Example: $50,000 advance, factor rate 1.35, estimated 8-month term. Total cost is $17,500. Cost as decimal: 0.35. Annualized: 0.35 divided by 0.667 equals 0.525. APR: approximately 52.5%.
Why the APR swings so much
The same factor rate on a 4-month term produces an APR over 100%. On a 14-month term, that same rate falls below 30%. The APR changes dramatically based on how quickly you repay. This is why factor rates and APRs are not directly comparable without knowing the actual repayment timeline.
Under section 347 of the Criminal Code of Canada, lenders cannot charge effective annual interest rates above 60%. MCA providers structure advances as a purchase of future receivables, not a loan, which places them outside some traditional interest rate regulations. The Financial Consumer Agency of Canada has flagged this structure as an area of ongoing regulatory review.
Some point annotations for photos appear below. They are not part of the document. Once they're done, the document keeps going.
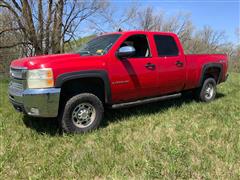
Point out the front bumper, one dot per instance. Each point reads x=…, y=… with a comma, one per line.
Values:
x=36, y=102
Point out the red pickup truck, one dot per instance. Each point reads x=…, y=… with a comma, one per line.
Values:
x=112, y=70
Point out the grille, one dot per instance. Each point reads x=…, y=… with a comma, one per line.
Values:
x=19, y=72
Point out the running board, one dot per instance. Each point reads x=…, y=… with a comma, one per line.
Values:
x=145, y=101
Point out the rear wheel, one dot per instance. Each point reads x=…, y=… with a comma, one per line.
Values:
x=82, y=113
x=207, y=91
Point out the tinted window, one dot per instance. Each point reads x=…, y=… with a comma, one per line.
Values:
x=99, y=45
x=166, y=46
x=140, y=43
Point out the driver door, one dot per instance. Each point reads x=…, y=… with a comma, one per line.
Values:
x=135, y=77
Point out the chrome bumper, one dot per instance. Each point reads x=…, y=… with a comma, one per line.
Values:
x=36, y=102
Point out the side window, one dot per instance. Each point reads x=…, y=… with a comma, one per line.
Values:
x=140, y=43
x=166, y=45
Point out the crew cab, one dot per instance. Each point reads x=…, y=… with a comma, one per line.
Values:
x=112, y=70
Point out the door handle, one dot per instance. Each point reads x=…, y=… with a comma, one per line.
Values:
x=150, y=66
x=179, y=64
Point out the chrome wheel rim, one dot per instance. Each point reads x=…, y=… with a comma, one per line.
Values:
x=83, y=115
x=209, y=91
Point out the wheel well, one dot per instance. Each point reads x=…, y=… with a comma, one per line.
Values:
x=212, y=72
x=82, y=85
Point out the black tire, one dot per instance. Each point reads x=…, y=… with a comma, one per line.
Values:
x=72, y=117
x=205, y=94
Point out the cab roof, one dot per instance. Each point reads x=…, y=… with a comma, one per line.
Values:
x=140, y=32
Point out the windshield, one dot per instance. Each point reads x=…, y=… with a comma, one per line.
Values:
x=98, y=46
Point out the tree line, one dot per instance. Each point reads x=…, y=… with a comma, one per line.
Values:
x=37, y=27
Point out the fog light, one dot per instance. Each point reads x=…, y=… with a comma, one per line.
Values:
x=34, y=111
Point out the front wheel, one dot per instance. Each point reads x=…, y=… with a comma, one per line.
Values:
x=207, y=91
x=82, y=113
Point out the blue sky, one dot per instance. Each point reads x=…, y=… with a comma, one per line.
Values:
x=221, y=15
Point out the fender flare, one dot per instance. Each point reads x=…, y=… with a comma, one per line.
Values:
x=102, y=74
x=211, y=65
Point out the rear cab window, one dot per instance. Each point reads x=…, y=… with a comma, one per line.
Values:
x=166, y=45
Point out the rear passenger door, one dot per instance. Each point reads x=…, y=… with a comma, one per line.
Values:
x=171, y=64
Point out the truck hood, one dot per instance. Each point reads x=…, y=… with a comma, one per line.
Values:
x=62, y=63
x=42, y=61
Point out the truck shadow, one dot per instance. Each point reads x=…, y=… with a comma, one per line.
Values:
x=50, y=126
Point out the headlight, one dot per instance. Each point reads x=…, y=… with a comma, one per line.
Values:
x=40, y=78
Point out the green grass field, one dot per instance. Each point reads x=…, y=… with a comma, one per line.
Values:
x=171, y=139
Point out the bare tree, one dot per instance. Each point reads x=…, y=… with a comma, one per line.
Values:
x=48, y=24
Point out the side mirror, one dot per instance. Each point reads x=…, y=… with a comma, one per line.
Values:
x=125, y=51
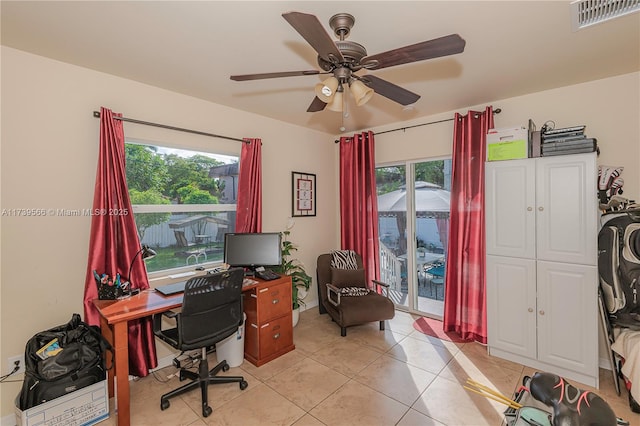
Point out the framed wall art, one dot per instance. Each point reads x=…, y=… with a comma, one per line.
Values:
x=304, y=194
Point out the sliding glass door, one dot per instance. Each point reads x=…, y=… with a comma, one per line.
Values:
x=413, y=226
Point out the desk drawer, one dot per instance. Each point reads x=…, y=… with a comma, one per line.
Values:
x=274, y=301
x=275, y=336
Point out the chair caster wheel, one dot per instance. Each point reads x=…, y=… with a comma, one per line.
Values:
x=164, y=404
x=206, y=411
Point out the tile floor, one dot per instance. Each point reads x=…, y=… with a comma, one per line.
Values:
x=396, y=377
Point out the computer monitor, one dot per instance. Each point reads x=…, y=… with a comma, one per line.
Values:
x=252, y=250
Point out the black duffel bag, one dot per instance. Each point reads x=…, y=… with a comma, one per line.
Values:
x=62, y=360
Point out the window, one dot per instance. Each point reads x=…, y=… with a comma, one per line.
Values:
x=413, y=228
x=183, y=203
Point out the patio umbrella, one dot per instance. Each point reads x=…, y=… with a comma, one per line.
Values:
x=430, y=201
x=429, y=198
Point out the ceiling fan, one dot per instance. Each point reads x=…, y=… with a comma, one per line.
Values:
x=344, y=58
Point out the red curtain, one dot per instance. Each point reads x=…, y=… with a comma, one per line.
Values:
x=465, y=310
x=249, y=204
x=359, y=201
x=114, y=241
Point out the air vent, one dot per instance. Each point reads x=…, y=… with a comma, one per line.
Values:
x=585, y=13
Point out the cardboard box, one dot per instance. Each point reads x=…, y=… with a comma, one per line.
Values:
x=507, y=144
x=86, y=406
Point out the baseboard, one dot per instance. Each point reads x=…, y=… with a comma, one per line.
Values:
x=604, y=363
x=9, y=420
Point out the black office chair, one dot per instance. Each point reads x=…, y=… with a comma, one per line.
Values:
x=211, y=312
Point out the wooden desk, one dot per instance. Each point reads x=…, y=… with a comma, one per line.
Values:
x=114, y=318
x=268, y=329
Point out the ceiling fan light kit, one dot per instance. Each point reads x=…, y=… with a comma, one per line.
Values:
x=337, y=101
x=361, y=93
x=343, y=59
x=327, y=89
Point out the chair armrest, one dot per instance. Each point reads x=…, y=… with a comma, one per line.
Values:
x=333, y=294
x=381, y=284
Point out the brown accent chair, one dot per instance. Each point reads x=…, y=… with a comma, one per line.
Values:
x=351, y=310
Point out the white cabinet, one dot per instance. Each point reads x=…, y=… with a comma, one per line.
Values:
x=541, y=231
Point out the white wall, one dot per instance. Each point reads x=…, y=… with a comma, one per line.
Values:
x=610, y=108
x=48, y=160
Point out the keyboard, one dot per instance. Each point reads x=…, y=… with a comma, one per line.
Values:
x=267, y=275
x=170, y=289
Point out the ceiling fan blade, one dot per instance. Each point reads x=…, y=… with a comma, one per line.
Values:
x=316, y=105
x=390, y=90
x=246, y=77
x=443, y=46
x=314, y=33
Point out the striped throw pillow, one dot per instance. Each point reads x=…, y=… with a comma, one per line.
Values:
x=344, y=259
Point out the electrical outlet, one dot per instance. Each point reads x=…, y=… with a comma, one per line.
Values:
x=12, y=362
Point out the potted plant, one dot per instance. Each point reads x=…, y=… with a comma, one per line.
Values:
x=295, y=269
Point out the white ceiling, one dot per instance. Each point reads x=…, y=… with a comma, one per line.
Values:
x=512, y=48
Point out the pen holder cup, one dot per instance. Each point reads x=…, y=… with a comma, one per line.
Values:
x=109, y=292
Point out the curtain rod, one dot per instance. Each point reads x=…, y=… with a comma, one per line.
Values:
x=496, y=111
x=164, y=126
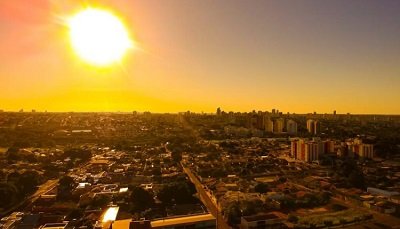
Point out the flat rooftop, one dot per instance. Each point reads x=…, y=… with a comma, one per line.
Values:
x=179, y=220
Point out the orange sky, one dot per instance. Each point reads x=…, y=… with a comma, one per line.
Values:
x=301, y=56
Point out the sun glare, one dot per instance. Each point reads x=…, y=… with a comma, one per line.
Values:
x=98, y=37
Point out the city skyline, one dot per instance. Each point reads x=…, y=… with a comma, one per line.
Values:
x=300, y=56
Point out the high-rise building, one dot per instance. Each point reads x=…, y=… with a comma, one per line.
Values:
x=218, y=111
x=291, y=127
x=278, y=125
x=306, y=150
x=357, y=148
x=313, y=126
x=310, y=126
x=366, y=151
x=268, y=124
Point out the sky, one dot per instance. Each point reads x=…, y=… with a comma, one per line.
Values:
x=294, y=55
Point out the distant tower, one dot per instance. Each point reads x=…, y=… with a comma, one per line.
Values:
x=218, y=111
x=310, y=126
x=317, y=127
x=291, y=127
x=268, y=124
x=278, y=125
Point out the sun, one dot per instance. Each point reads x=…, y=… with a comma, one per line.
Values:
x=98, y=37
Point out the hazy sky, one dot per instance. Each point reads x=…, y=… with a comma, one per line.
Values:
x=298, y=56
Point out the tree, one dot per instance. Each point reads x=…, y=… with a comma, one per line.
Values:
x=100, y=201
x=8, y=194
x=65, y=186
x=292, y=218
x=261, y=188
x=28, y=182
x=141, y=199
x=233, y=213
x=178, y=192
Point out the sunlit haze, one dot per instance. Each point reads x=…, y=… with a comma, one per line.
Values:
x=98, y=37
x=170, y=56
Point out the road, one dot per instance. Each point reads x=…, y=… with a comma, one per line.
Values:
x=205, y=198
x=43, y=189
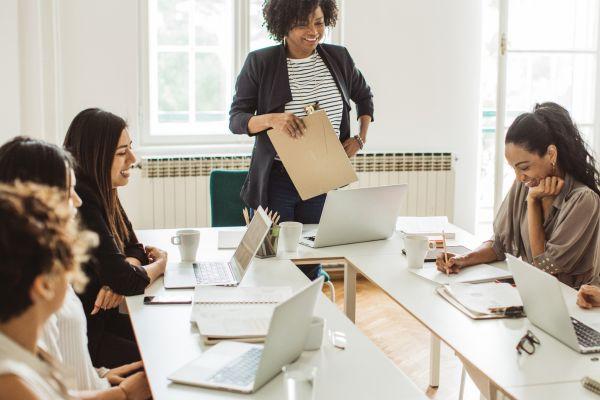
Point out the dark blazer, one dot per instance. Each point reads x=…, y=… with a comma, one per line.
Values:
x=263, y=87
x=107, y=265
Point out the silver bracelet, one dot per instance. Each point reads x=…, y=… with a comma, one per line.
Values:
x=361, y=144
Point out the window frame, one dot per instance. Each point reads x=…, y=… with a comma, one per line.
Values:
x=241, y=37
x=503, y=54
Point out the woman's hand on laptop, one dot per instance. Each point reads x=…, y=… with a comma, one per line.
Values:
x=106, y=299
x=453, y=266
x=588, y=296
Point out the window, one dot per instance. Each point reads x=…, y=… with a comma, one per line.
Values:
x=550, y=54
x=195, y=49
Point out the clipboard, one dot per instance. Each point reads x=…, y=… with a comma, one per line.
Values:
x=316, y=162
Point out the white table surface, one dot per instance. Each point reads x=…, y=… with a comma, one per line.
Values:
x=167, y=340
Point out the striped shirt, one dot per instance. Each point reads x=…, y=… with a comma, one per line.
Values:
x=311, y=81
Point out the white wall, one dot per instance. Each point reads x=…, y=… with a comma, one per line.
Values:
x=421, y=58
x=9, y=70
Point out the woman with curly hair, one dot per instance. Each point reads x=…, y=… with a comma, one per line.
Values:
x=275, y=85
x=551, y=215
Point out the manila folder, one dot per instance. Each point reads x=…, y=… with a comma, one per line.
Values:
x=316, y=162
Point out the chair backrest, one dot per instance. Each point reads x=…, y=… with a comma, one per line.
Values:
x=225, y=202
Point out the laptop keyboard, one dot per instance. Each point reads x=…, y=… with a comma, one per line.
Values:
x=241, y=371
x=211, y=272
x=587, y=336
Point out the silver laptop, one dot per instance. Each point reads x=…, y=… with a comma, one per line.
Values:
x=245, y=367
x=357, y=215
x=546, y=308
x=228, y=273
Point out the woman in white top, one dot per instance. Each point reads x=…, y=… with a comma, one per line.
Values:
x=64, y=335
x=41, y=248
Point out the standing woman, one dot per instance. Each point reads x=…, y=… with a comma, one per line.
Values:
x=550, y=216
x=100, y=144
x=275, y=85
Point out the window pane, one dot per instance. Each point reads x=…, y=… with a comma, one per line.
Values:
x=210, y=84
x=172, y=21
x=552, y=24
x=212, y=22
x=567, y=79
x=259, y=37
x=173, y=82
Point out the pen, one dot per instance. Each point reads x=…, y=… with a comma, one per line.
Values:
x=445, y=251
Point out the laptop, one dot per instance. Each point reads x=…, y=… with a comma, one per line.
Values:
x=357, y=215
x=546, y=308
x=227, y=273
x=244, y=367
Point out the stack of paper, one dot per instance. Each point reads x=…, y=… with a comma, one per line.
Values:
x=235, y=313
x=426, y=226
x=474, y=274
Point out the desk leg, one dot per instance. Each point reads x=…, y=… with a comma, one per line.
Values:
x=434, y=361
x=350, y=291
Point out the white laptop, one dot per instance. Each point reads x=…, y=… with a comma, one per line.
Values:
x=357, y=215
x=245, y=367
x=546, y=308
x=190, y=274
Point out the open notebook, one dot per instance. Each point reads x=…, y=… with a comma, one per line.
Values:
x=235, y=313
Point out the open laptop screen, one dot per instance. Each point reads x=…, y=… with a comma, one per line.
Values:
x=252, y=239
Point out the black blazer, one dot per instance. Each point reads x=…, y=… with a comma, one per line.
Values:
x=107, y=265
x=263, y=87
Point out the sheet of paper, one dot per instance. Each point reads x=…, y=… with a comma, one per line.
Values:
x=241, y=294
x=231, y=321
x=316, y=162
x=231, y=238
x=476, y=273
x=480, y=297
x=428, y=226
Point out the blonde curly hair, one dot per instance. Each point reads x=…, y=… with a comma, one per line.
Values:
x=38, y=235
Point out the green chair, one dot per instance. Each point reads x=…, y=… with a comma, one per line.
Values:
x=225, y=202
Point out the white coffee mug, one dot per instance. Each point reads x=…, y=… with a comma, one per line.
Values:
x=416, y=247
x=289, y=236
x=315, y=334
x=188, y=241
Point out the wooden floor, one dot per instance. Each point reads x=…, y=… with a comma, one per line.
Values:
x=404, y=340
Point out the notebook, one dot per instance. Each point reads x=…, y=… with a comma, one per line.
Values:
x=476, y=300
x=235, y=313
x=591, y=384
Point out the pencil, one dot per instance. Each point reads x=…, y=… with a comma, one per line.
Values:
x=445, y=250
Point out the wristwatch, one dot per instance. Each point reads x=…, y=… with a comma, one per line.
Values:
x=361, y=143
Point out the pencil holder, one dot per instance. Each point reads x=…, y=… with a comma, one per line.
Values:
x=268, y=248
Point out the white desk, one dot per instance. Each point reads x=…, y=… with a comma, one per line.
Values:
x=487, y=344
x=167, y=340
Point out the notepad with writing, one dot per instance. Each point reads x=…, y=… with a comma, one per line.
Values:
x=235, y=313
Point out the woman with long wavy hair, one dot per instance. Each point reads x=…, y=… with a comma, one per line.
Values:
x=100, y=143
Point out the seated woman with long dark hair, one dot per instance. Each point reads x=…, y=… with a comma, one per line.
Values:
x=550, y=216
x=64, y=335
x=100, y=144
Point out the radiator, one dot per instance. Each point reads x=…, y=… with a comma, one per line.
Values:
x=173, y=192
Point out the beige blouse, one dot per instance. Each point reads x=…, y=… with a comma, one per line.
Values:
x=572, y=249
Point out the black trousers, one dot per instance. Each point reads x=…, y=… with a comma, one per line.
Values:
x=116, y=345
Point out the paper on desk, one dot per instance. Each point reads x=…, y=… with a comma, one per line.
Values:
x=474, y=274
x=241, y=294
x=427, y=226
x=230, y=238
x=480, y=297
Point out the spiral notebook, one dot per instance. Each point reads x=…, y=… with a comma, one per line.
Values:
x=591, y=384
x=235, y=313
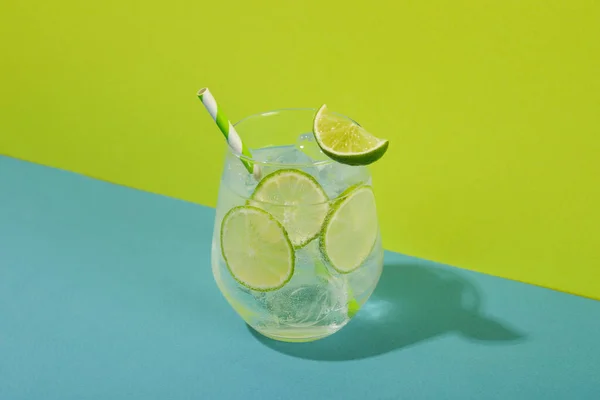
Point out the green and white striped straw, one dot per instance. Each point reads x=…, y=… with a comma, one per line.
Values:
x=233, y=139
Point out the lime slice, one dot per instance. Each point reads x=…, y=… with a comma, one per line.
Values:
x=350, y=229
x=345, y=141
x=296, y=200
x=256, y=249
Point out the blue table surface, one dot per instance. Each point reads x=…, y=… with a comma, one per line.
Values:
x=106, y=293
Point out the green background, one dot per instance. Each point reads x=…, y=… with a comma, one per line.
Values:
x=491, y=108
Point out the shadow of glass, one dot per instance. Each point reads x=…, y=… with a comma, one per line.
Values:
x=412, y=303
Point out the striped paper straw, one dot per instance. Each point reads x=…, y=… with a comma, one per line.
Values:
x=233, y=139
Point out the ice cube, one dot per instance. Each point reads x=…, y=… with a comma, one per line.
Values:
x=307, y=144
x=336, y=177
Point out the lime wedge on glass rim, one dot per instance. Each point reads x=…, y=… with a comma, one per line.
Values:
x=350, y=229
x=296, y=200
x=256, y=249
x=345, y=141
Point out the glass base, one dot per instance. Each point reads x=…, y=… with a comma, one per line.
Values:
x=299, y=335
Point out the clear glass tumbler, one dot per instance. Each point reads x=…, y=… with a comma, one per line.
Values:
x=297, y=252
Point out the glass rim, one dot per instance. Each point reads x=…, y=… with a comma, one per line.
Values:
x=252, y=160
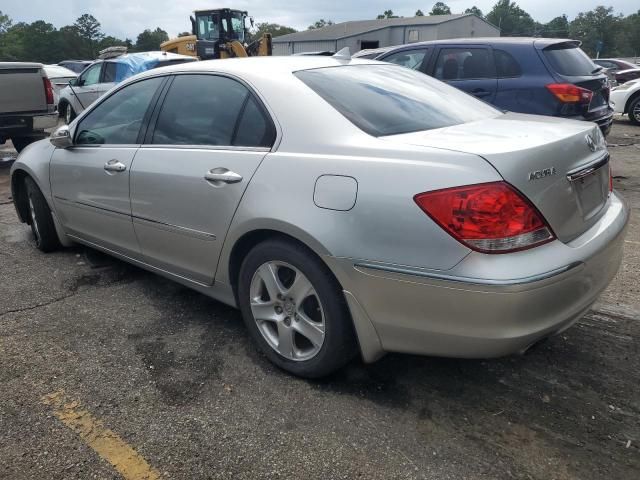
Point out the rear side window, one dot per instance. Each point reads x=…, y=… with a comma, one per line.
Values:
x=506, y=65
x=211, y=110
x=407, y=58
x=387, y=100
x=569, y=61
x=464, y=64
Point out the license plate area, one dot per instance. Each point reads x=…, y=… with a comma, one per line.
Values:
x=591, y=186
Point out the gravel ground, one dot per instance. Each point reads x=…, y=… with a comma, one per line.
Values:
x=172, y=372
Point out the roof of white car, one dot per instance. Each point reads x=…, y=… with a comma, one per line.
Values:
x=262, y=65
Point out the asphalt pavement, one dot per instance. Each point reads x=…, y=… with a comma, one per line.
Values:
x=108, y=371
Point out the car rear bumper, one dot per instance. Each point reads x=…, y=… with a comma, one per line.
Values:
x=433, y=313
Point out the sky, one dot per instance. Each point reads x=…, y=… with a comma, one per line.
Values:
x=127, y=18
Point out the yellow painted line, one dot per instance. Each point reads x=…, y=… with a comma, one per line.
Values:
x=103, y=441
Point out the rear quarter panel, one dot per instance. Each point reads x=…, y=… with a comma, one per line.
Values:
x=384, y=226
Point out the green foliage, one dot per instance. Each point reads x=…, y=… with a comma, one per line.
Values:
x=597, y=25
x=320, y=24
x=556, y=28
x=440, y=8
x=273, y=28
x=511, y=19
x=150, y=40
x=474, y=10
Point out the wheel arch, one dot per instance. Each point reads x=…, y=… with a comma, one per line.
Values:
x=369, y=343
x=635, y=95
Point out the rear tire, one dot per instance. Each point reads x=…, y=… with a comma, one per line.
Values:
x=634, y=110
x=320, y=311
x=40, y=218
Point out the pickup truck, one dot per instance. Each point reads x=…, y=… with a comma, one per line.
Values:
x=27, y=105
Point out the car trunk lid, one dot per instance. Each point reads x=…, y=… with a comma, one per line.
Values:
x=557, y=164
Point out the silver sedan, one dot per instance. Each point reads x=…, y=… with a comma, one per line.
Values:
x=344, y=206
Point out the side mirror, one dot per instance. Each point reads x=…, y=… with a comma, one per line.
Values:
x=61, y=138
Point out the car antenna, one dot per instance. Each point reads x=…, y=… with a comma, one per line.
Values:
x=343, y=54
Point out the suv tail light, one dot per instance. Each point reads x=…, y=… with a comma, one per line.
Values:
x=487, y=217
x=568, y=93
x=48, y=90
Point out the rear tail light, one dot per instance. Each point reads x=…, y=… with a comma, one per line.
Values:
x=487, y=217
x=48, y=90
x=568, y=93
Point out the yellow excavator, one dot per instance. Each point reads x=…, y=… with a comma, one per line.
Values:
x=219, y=33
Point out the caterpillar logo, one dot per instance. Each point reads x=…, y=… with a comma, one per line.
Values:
x=545, y=172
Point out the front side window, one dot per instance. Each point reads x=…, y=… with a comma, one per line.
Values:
x=208, y=27
x=408, y=58
x=117, y=120
x=464, y=64
x=211, y=110
x=91, y=76
x=388, y=100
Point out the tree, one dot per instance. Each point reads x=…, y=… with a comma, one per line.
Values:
x=321, y=24
x=5, y=23
x=475, y=10
x=556, y=28
x=440, y=8
x=89, y=30
x=386, y=14
x=274, y=29
x=151, y=39
x=597, y=25
x=511, y=19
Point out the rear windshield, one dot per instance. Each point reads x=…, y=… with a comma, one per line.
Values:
x=572, y=62
x=389, y=100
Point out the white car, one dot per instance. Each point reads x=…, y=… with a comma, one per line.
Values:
x=59, y=78
x=99, y=77
x=625, y=99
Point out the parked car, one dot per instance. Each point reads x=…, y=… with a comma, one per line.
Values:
x=60, y=78
x=26, y=103
x=542, y=76
x=76, y=66
x=626, y=100
x=102, y=75
x=382, y=210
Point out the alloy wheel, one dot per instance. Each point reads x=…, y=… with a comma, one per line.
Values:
x=287, y=311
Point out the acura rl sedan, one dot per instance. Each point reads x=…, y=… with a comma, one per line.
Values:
x=344, y=206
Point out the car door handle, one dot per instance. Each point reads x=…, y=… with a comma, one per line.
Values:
x=222, y=175
x=479, y=92
x=115, y=166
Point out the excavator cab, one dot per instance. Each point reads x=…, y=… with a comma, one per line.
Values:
x=216, y=28
x=219, y=33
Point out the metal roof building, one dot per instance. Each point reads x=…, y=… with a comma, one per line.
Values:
x=386, y=32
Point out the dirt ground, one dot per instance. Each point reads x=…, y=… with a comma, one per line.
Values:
x=172, y=374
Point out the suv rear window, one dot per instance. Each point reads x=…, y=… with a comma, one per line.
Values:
x=569, y=61
x=390, y=100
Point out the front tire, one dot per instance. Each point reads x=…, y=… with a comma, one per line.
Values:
x=634, y=111
x=40, y=218
x=294, y=309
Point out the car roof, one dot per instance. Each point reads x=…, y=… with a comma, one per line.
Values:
x=539, y=43
x=262, y=66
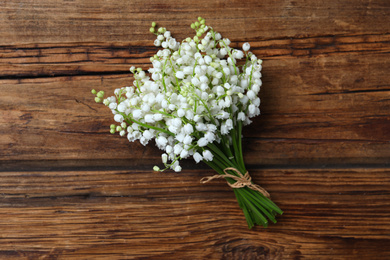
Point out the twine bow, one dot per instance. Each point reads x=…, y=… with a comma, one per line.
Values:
x=241, y=180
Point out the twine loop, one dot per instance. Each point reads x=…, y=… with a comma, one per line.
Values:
x=241, y=180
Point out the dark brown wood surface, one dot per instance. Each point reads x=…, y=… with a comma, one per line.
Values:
x=70, y=190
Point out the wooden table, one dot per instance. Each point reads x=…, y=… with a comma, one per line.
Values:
x=70, y=190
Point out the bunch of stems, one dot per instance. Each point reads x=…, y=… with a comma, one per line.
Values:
x=257, y=208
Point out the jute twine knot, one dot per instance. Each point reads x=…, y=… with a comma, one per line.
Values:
x=241, y=180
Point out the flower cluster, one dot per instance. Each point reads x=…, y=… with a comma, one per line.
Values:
x=194, y=95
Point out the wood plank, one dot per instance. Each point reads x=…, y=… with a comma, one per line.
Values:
x=24, y=21
x=308, y=115
x=333, y=213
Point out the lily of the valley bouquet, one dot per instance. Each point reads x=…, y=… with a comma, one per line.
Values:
x=193, y=103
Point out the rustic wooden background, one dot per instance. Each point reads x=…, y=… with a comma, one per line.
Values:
x=70, y=190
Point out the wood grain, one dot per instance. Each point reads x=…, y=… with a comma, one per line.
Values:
x=126, y=213
x=70, y=190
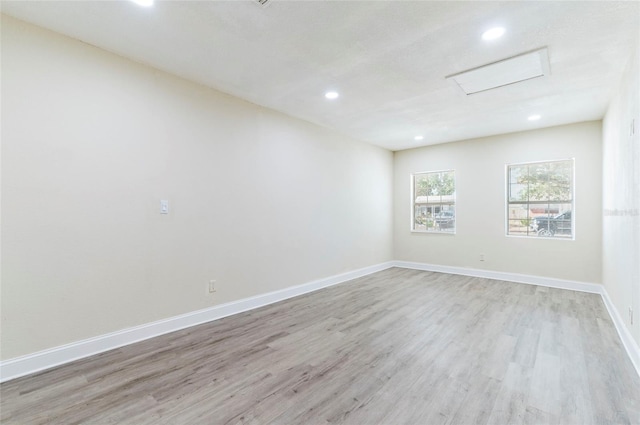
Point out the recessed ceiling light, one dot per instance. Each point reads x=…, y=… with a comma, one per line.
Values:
x=331, y=95
x=145, y=3
x=493, y=33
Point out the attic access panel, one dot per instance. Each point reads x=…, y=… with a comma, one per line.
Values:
x=509, y=71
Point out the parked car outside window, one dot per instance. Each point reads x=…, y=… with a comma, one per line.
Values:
x=550, y=226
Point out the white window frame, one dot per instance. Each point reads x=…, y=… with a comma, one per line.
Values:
x=452, y=202
x=573, y=200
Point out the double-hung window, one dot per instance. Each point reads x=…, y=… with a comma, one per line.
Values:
x=434, y=202
x=540, y=199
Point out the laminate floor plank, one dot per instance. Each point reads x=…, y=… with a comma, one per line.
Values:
x=395, y=347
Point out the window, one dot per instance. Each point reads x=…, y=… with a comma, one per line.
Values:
x=434, y=202
x=540, y=199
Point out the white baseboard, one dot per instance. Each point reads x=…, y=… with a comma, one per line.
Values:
x=633, y=351
x=509, y=277
x=36, y=362
x=46, y=359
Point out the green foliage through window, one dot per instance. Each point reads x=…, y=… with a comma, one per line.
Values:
x=434, y=202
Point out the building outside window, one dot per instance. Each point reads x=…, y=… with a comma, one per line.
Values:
x=434, y=202
x=540, y=199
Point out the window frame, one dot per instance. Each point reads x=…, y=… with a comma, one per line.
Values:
x=412, y=178
x=573, y=200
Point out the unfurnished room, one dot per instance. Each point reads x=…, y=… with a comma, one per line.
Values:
x=320, y=212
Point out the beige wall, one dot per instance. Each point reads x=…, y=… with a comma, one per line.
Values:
x=621, y=197
x=480, y=208
x=92, y=142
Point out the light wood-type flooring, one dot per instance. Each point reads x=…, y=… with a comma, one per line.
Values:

When a merchant cash advance makes sense
An MCA is not the right product for every situation. It is the right product for specific ones.
When an MCA tends to work well
Your business has strong, consistent daily card or deposit volume. You need capital in 24 to 48 hours. You cannot qualify for a bank term loan due to credit or documentation. Your repayment capacity fluctuates with revenue and a flexible structure suits you better than a fixed monthly payment. Or you need a shorter-term bridge while you build your credit file.
When an MCA is a harder fit
Your revenue is lumpy or project-based (the holdback structure works against you in slow months). You want to pay off early to reduce cost (factor rates are fixed regardless). Your margins are very thin (daily holdbacks reduce cash flow on every deposit). Or you need an amount above $500,000.
Making the right call for your business
The most useful thing you can do before signing is calculate the full repayment amount and compare it to what the capital will actually generate for your business. If the return on deploying the capital exceeds the factor cost, the product makes sense. If it does not, it is worth exploring other business financing options first.
Solid Capital offers merchant cash advances to Canadian businesses with consistent deposit volume. Every file is reviewed by a Canadian advisor who reads the full picture. Curious whether you would qualify? Apply at solidcapital.ca. Five-minute form, no impact to your credit score to apply. See how our process works before you decide.
Frequently Asked Questions
What is a typical factor rate for a merchant cash advance in Canada?
Factor rates in Canada typically range from 1.10 to 1.50. The rate you receive depends on your industry, monthly deposit volume, time in business, and credit profile. Businesses with stronger revenue histories and better credit tend to receive lower factor rates.
Can I pay off a merchant cash advance early to save money?
In most MCA agreements, early repayment does not reduce the total amount owed. The factor rate is applied to the full advance upfront. Some agreements include an early repayment discount, so it is worth asking your provider before signing.
How does a merchant cash advance affect my credit score?
Applying for an MCA with most alternative lenders involves a soft credit pull that does not affect your score. MCA repayments are typically not reported to credit bureaus like Equifax Canada or TransUnion, so on-time repayment usually does not build your credit history the way a bank loan would.
Is a merchant cash advance regulated in Canada?
MCAs are structured as a purchase of future receivables rather than a traditional loan, which places them outside some lending regulations. The Financial Consumer Agency of Canada and provincial regulators have been reviewing MCA practices. Borrowers should always read the full agreement and understand the total repayment amount before signing.
What is a holdback rate on a merchant cash advance?
The holdback rate is the percentage of your daily deposits that the MCA provider collects until the advance is repaid. Holdback rates typically range from 10% to 25%. A higher holdback rate means faster repayment but reduced daily cash flow.